AirDrop bug can be used to target people wirelessly in close proximity. Also useful for lock-screen bypass
— mdowd (@mdowd) September 16, 2015
The AirDrop service also automatically displays previews of images that users try to send to each other. The Verge’s Josh Lowensohn took advantage of this, regularly sending photos of sloths in spacesuits to every iPhone and Mac user in their vicinity during commutes to and from work. Lowensohn wrote,
Each day I get on the train to make the half hour voyage into San Francisco for work, I am surrounded by people using their phones. Many have iPhones or iPads, and have a setting turned on that lets me send them unsolicited files through AirDrop. Where Apple envisioned it as a way to send useful files and websites to friends and acquaintances, I use it to send photos of sloths to strangers. And not just any sloths, but sloths wearing spacesuits.
While Lowensohn’s use of AirDrop’s image previewing capabilities was quite harmless and fun, other’s could use the preview feature to send shocking or harmful images to iPhone and Mac users in the surrounding area.

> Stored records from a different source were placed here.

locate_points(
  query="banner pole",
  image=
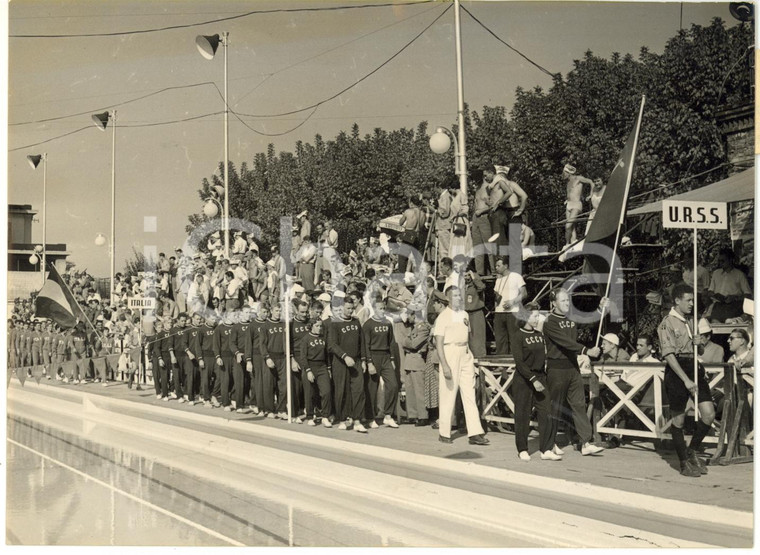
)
(694, 316)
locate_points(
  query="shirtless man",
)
(574, 205)
(504, 209)
(481, 225)
(597, 192)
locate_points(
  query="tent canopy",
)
(738, 187)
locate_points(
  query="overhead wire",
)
(355, 83)
(269, 76)
(117, 104)
(536, 64)
(219, 20)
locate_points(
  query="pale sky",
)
(159, 168)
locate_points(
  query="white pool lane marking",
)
(156, 508)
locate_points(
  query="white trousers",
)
(462, 366)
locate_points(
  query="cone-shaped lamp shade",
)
(207, 45)
(34, 160)
(743, 11)
(100, 120)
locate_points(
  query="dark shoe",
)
(697, 462)
(479, 439)
(689, 470)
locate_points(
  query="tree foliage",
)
(582, 119)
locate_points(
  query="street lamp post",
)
(207, 46)
(439, 141)
(101, 122)
(34, 161)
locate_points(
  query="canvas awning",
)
(738, 187)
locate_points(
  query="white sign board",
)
(142, 303)
(685, 214)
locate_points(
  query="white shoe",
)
(591, 449)
(388, 421)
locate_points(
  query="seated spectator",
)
(728, 288)
(707, 351)
(611, 351)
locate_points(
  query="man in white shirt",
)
(509, 290)
(457, 369)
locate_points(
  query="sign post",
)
(694, 215)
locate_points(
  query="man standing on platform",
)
(509, 291)
(451, 331)
(677, 339)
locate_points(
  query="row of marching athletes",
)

Here is how iPhone users can check the AirDrop settings on their phone. First go to the Settings app on your iPhone and click the “General” section:
From there, select the “AirDrop” section near the top of the screen,
From here, users can choose one of three options for their AirDrop settings, “Contacts Only” allows users in your contacts list to see your AirDrop information, “Everyone” allows anyone within a nearby radius to see your settings while “Receiving Off” doesn’t allow anyone to see your device on AirDrop whatsoever.